Basically, cartilage degenerations is associated with an inflammatory irritation of the synovial membrane that is prominently mediated by interleukin-1 and TNF-Alpha. These factors trigger a cascade were metalloproteases (collagenases) come into play that further destruct the collagen skeleton. This inflammatory process is the primary reason for pain in osteoarthritic joints and leads to effusion, limited range of motion and a decreased joint function (20). Osteoarthritis might affect any joint. For sports medicine, primarily the knee and ankle joint are of relevance followed by the hip and the shoulder joint.

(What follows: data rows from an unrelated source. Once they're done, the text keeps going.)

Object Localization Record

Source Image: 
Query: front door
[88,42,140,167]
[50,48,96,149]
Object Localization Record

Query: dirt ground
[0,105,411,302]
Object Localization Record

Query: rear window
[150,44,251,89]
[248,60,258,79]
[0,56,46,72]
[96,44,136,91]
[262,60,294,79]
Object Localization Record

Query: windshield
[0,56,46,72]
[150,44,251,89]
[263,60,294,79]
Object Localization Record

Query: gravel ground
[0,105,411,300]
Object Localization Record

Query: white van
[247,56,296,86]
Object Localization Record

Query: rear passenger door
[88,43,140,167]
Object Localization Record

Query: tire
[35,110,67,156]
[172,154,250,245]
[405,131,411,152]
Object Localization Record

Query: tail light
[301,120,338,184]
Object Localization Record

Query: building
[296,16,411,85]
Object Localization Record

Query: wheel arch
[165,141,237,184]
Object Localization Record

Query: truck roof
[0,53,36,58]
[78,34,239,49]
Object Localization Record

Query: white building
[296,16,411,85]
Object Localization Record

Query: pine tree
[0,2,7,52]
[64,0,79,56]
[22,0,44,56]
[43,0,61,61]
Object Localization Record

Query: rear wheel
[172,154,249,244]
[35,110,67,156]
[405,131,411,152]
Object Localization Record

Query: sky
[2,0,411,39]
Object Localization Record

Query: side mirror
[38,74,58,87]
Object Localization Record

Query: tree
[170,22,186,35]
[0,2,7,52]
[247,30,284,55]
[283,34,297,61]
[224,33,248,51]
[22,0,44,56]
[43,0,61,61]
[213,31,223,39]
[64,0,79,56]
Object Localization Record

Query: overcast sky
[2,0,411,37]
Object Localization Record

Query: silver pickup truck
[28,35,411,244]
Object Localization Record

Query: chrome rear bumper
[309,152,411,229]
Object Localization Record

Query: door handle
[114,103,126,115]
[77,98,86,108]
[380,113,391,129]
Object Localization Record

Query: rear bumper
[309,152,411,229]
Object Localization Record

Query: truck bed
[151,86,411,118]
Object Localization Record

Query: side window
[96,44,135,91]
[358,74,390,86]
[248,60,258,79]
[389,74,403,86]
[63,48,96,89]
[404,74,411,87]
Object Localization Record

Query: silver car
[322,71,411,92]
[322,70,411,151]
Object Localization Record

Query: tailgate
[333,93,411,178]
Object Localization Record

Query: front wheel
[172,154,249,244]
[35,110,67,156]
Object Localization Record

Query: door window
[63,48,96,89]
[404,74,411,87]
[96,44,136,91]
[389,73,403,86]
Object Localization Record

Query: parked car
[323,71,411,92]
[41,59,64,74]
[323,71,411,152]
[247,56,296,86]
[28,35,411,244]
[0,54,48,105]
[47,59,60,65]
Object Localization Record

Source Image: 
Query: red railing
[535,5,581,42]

Die induction of joint defects is accelerated by injuries that appear more commonly during sports (6). Considering the knee, meniscal, anterior-cruciate ligament – and cartilage injuries are most common. In the upper ankle joint, ligament instability, cartilage contusion and injuries of the capsule contribute to trigger osteoarthritis. In the hip joint labrum lesions and impingement syndromes contribute to osteoarthriticprocesses (25, 26). Chronic overload in joints, especially in the knee, might be additionally worsened in patients with varus- or valgus deformities. Moreover, dysplastic changes in hip joint have comparable effects.

In conclusion, the osteoarthritic joint can be considered like a complex organ, in which the interplay of pathologic factors of biological responses, mechanical stress and genetic predisposition cause disease induction and progression. The degenerative altered organ in turn has systemic effects on the whole organism. Circulating inflammatory mediators play a central role hereby for example in myocardial and neurodegenerative disease progression (5).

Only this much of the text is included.